I'm afraid I lost my rag a little this evening. I squeezed in playing around cooking so had to keep interrupting myself to put various pans on and off the hob. I had my list of tunes, and from the outset I really struggled. The pipes seemed to be slipping out of my arms, I seemed to lack pressure, the bellows felt worse than useless. I was compensating for a lack of grip on the pipes with tension in my fingers, and I thought of all the things (outside piping, and generally rather trivial) that are bugging me right now, and that distracted me from the tunes, and when I failed to get through Troy in one piece I gave a great roar of frustration...
Somehow, as I roared I knocked the drones switch, snarled at the drones and tunred them off again. I wonder if the drones switch had been partially engaged as flicking the switch seemed to improve the pressure, which enabled me to concentrate and get Troy licked, although the 4th part took a couple of attempts. I fiddled about with various items on the hob, came back and calmly played Troy again.
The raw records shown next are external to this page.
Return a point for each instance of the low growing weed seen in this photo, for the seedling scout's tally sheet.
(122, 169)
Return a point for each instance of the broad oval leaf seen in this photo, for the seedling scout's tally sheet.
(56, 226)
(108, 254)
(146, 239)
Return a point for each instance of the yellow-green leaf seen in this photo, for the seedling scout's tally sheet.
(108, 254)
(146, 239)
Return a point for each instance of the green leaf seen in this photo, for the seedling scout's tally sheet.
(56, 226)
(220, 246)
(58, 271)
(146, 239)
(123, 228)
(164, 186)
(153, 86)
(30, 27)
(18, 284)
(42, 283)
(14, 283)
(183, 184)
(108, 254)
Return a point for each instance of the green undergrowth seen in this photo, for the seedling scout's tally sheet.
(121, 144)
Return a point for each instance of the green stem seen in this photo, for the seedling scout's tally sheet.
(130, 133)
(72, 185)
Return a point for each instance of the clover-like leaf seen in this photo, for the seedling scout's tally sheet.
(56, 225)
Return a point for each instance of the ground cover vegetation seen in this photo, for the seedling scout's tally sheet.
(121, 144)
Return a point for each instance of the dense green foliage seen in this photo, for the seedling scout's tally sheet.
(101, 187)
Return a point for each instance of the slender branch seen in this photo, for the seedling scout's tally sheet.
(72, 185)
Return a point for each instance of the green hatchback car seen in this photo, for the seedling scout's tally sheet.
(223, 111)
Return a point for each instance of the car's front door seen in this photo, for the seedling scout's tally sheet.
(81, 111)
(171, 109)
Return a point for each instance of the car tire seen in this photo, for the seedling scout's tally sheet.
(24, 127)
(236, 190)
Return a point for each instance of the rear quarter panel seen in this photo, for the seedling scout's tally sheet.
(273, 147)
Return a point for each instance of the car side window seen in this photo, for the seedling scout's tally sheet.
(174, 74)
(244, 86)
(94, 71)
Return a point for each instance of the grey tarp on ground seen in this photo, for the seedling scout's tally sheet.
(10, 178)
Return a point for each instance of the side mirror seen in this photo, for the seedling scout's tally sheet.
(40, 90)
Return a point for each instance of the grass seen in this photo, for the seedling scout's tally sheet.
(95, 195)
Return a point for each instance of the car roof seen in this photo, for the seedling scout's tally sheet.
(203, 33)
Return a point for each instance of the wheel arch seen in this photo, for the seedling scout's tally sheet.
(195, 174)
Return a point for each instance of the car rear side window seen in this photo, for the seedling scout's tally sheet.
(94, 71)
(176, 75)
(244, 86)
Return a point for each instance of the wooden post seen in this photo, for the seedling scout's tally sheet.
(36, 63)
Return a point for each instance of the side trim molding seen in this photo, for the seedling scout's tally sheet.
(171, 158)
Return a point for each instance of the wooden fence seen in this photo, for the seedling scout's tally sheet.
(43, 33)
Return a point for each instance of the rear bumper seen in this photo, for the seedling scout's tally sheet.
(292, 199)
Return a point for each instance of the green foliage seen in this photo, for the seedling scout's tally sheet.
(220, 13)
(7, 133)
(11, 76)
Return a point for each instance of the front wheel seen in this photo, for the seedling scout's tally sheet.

I played everything except Father John and the Highlanders. Only bits of Sleat as I couldn't remember all of it.
At the end of playing I sat down with the pipes feeling just right , played around with some phrases, slow and steady and stately; things that just fell out of my fingers. Then Dargai and Amazing Grace, and I went back to the hob.
"That sounded nice," said the fan. "What did?" I asked. "That first piece at the end there. The slow air." I had to admit that it was just improvisation, but surely it says something about how I am learning the musical idiom, the patterns and sounds, that I can fool the fan into thinking I'm playing a real tune when all I am doing is having a quiet moment with the Monkey, reassuring ourselves that we are friends, that everything is all right between us.